Fue el eslabón que unió las legendarias décadas de oro de Broadway y Hollywood con el presente

En la Francia del barroco se crearon unas composiciones en homenaje a un gran personaje, generalmente un músico, llamadas tombeau (tumba). Entre sus cumbres están el Tombeau de Monsieur de Blancrocher de Couperin, el Tombeau Les Regrets de Sainte-Colombe o el que su hijo dedicó a este compositor. Fueron recuperados a principios del siglo XX dentro del movimiento francés por dotarse de una identidad musical propia frente al imperio musical austrogermánico. Es el caso de Le tombeau de Couperin que Ravel compuso entre 1917 y 1919 en memoria de sus amigos músicos muertos en el frente o del monumental Tombeau de Claude Debussy formado por diez composiciones de Dukas, Roussel, Malipiero, Goossens, Bartok, Schmitt, Falla, Ravel, Satie y Stravinski.

A esta tradición me acojo, desgraciadamente solo con palabras, para hacer un Tombeau para Burt Bacharach, el gran compositor fallecido hace pocos días tras ofrecernos durante 60 años -su primera canción es de 1957 y su último disco de 2015- tanto talento y creatividad como belleza y amable ligereza con un punto de elegante melancolía. Tenía un estilo único en composición y orquestación, un mundo musical propio reconocible desde las primeras notas. Recuerden Close To You, I Say a Little Prayer, Ill' Never Fall In Love Again, Raindrops Keep Fallen in My Head, The Look of Love, Walk On By, Alfie o This Guy's in Love With You entre sus más de 500 canciones.

Pero lo más importante es que fue el último coloso de los grandes autores de los songbooks americanos que enlazaba directamente con la portentosa generación crecida en torno a Tin Pan Alley (el centro de la música popular en el Nueva York de finales del XIX y principios del XX) y el Broadway de los Gershwin, Berlin, Kern, Porter, Rodgers, Youmans, Dietz, Warren, Arlen, Herb Brown, Loewe, Loesser o Styne.
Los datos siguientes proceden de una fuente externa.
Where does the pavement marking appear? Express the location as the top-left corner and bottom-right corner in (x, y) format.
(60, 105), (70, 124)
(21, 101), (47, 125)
Cuando Bacharach empezó a componer en 1957 aún componían algunos maestros de la primera generación de los años 20 y 30, y estaban en su plenitud los de los 40 y los 50. Sus canciones se fueron inscribiendo en el Great American Songbook, el Gran Repertorio Americano de Canciones que cuenta con una fundación dedicada a conservar y difundir este legado extraordinario de canciones populares y estándares de jazz del que Bacharach fue el eslabón que unió las legendarias décadas de oro de Broadway y Hollywood con el presente.